Die Mannschaft hat sich im Training und in den einzelnen Wettkämpfen wie Pokal und Liga in dieser Saison sehr schnell und stark weiterentwickelt. Zudem hatten wir bereits wegen rasantem Mitgliederwachstum ein zusätzliches zweites Team gemeldet sowie eine Infrastruktur zur Unterstützung bei einzelnen Spieltagen aufgebaut. Zum einen ist der Aufstieg gut, um leistungstechnisch die Entwicklung weiter voran zu treiben und nicht zu bremsen. Zum anderen gibt es der Floorballregion Hannover mit diesem immensen Potential einen großen Schub.


Welche sportlichen Ziele verfolgt ihr in der zweiten Bundesliga?

Grundsätzlich sind wir natürlich Aufsteiger und damit Underdog in allen Spielen und der Liga. Eine Festigung innerhalb der Liga und somit der Klassenerhalt sollten das erste Ziel sein.


Zur neuen Saison startet ihr nicht mehr als SG Hannover, sondern als Abteilung von Hannover 96. Wie kam der Kontakt zustande und wie liefen die Gespräche?

Eine Spielgemeinschaft ist organisatorisch und marketingtechnisch immer schwierig zu managen. Mit Hinblick auf unser angestrebtes Ziel, in der 2. Bundesliga zu spielen, sind wir dann in erste Überlegungen mit diversen Vereinen eingestiegen. Anfang des Jahres haben wir den Kontakt zu Hannover 96 gesucht, wo wir unsere Sportart, Ideen und Businessplan vorgestellt haben. Anschließend war man von unserer Euphorie für diesen Sport überzeugt und hat nach weiteren Terminen uns ein „Go“ gegeben.


Welche Unterstützung könnt ihr von Hannover 96 erwarten?

Die Unterstützung findet sich in vielen Gebieten wieder. Beispielsweise werden wir von der großen Professionalität im Marketing profitieren und unserer Sportart so diverse Möglichkeiten zur Werbung geben können, welche bisher wohl noch keiner anderen Floorballsparte ermöglicht wurden. Weitere Beispiele sind die Unterstützung bei Schul- und Nachwuchsarbeit oder Kooperationen in sportlichen Punkten.


Was sind die kurzfristigen, mittelfristigen und langfristigen Ziele der Floorballabteilung von Hannover 96?

Kurzfristig wollen wir mit diversen Maßnahmen den Aufbau von Nachwuchsteams angehen. Zudem soll eine sportliche Konstanz im Spielbetrieb von Floorball Deutschland erreicht werden. Mittelfristig ist unser Ziel, sich als größter Floorball-Verein Niedersachsens zu etablieren sowie Floorball-Events auszurichten.

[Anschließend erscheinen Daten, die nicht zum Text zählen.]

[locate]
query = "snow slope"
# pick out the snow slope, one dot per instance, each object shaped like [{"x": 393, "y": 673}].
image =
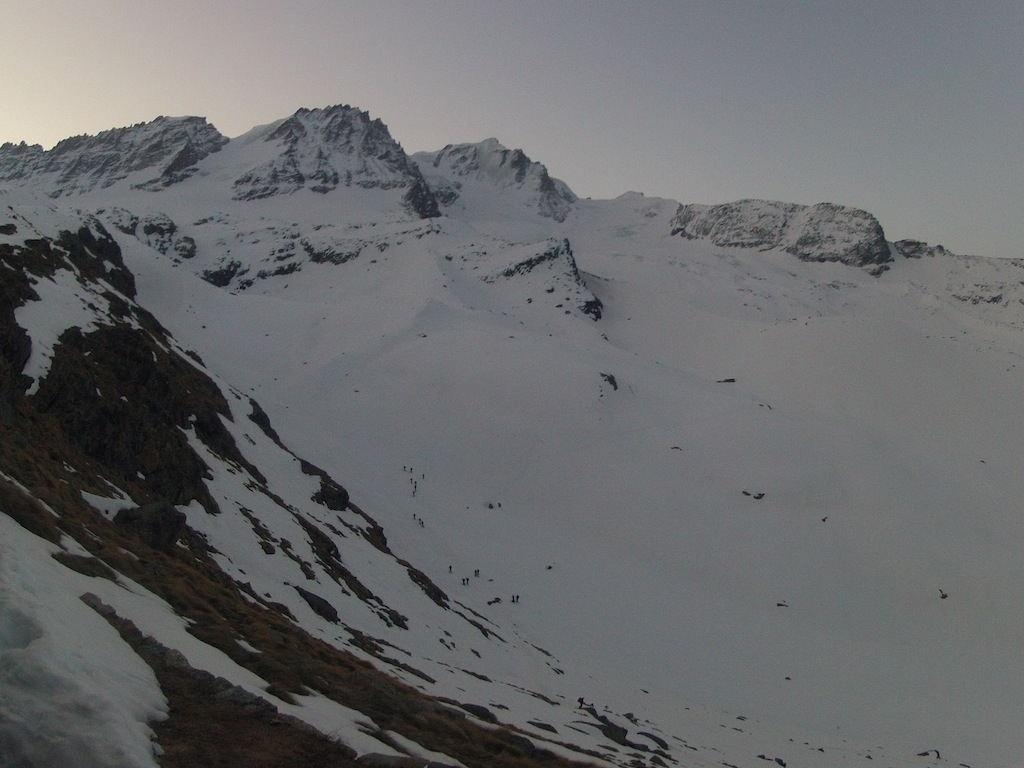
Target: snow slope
[{"x": 729, "y": 508}]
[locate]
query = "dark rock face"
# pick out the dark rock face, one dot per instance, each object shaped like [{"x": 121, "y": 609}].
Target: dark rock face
[
  {"x": 119, "y": 392},
  {"x": 820, "y": 232},
  {"x": 504, "y": 168},
  {"x": 915, "y": 249},
  {"x": 322, "y": 150},
  {"x": 320, "y": 606},
  {"x": 167, "y": 150},
  {"x": 159, "y": 523}
]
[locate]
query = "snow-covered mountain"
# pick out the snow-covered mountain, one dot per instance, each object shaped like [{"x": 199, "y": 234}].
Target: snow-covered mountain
[{"x": 430, "y": 455}]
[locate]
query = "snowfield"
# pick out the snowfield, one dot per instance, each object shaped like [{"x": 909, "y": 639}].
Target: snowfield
[{"x": 763, "y": 507}]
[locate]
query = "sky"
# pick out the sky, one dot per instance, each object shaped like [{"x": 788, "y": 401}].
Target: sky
[{"x": 912, "y": 111}]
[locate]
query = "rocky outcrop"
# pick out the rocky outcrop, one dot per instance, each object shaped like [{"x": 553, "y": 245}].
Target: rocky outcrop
[
  {"x": 915, "y": 249},
  {"x": 322, "y": 150},
  {"x": 820, "y": 232},
  {"x": 491, "y": 162},
  {"x": 151, "y": 156},
  {"x": 159, "y": 523}
]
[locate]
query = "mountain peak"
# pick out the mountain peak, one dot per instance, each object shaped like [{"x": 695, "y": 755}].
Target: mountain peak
[
  {"x": 153, "y": 156},
  {"x": 324, "y": 148},
  {"x": 496, "y": 165}
]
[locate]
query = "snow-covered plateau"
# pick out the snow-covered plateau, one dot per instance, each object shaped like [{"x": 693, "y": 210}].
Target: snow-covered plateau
[{"x": 626, "y": 482}]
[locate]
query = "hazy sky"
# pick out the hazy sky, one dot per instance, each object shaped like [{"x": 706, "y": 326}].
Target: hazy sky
[{"x": 913, "y": 111}]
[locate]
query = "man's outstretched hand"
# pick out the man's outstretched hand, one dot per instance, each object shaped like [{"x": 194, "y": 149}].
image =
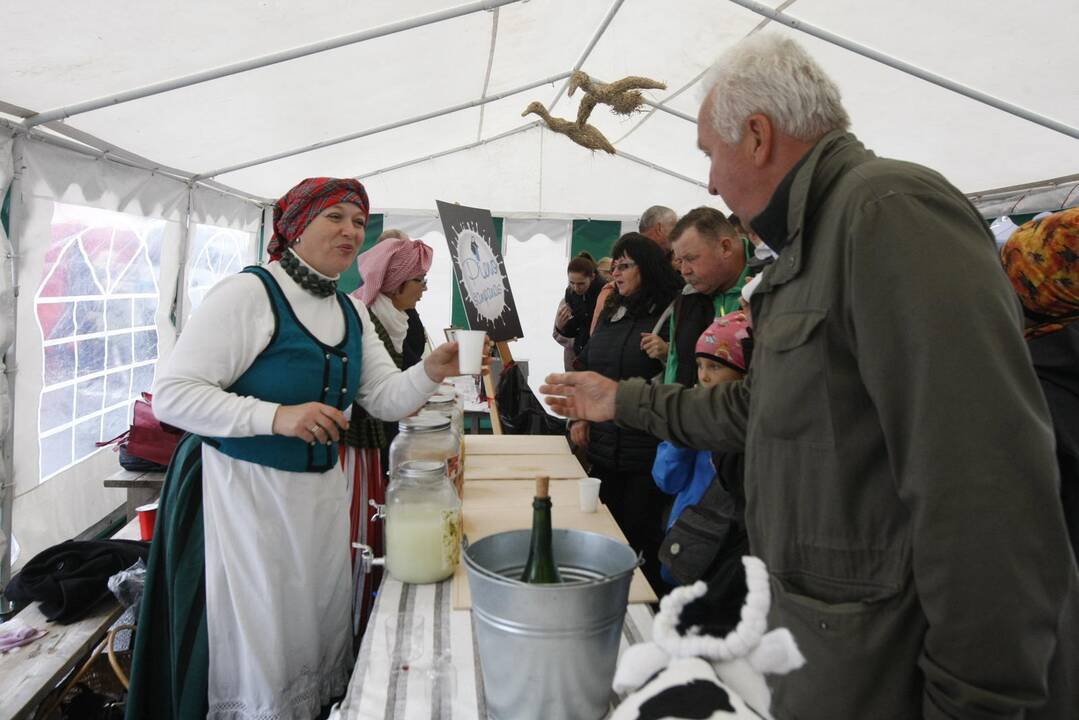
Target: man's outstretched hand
[{"x": 581, "y": 395}]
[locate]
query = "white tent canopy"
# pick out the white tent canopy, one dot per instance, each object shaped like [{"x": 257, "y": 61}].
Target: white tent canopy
[{"x": 414, "y": 96}]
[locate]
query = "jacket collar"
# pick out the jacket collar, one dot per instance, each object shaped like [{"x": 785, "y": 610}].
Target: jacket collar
[{"x": 795, "y": 198}]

Einige Floorballabteilungen profitieren in kleineren Vereinen von einer besonderen Unterstützung, weil sie mit ihrem Bundesligaspielbetrieb das Aushängeschild des Vereins sind. Bei allem Erfolg wird Floorball bei Hannover 96 wohl nie an erster Stelle stehen, ist das nicht ein Nachteil?

Als Nachteil sehe ich dies nicht, da alle Abteilungen und Sportarten in diesem Verein hiervon profitieren, sei es im Marketing, Verwaltung oder in der Professionalität. Im Vergleich zu kleineren Vereinen, sind viele Personen hier hauptamtlich tätig, welche viel Zeit in unsere Abteilungsunterstützung investieren.


Wie geht es nun mit den anderen Floorballvereinen in Hannover weiter?

Wir sind der Meinung, dass die Stadtteil- und Umlandvereine gerade im Sinne der Nachwuchsförderung wichtig sind für die Floorballregion Hannover. Die Vereine haben weiterhin ihre Nachwuchsmannschaften und werden als Kooperationspartner oder Nachwuchsleistungszentren mit uns zusammenarbeiten.


Wie siehst du die Entwicklung von Floorball in Niedersachsen und wie siehst du die Arbeit von floorball niedersachsen?

Floorball scheint in Niedersachsen stark anzuwachsen, wobei in den Metropolregionen aus meiner Sicht noch viel Potential steckt. Floorball Niedersachsen habe ich bisher als sehr engagierten und flexiblen Verband kennengelernt, der sich professionell aufgestellt hat und eine nachhaltige Entwicklung unterstützt.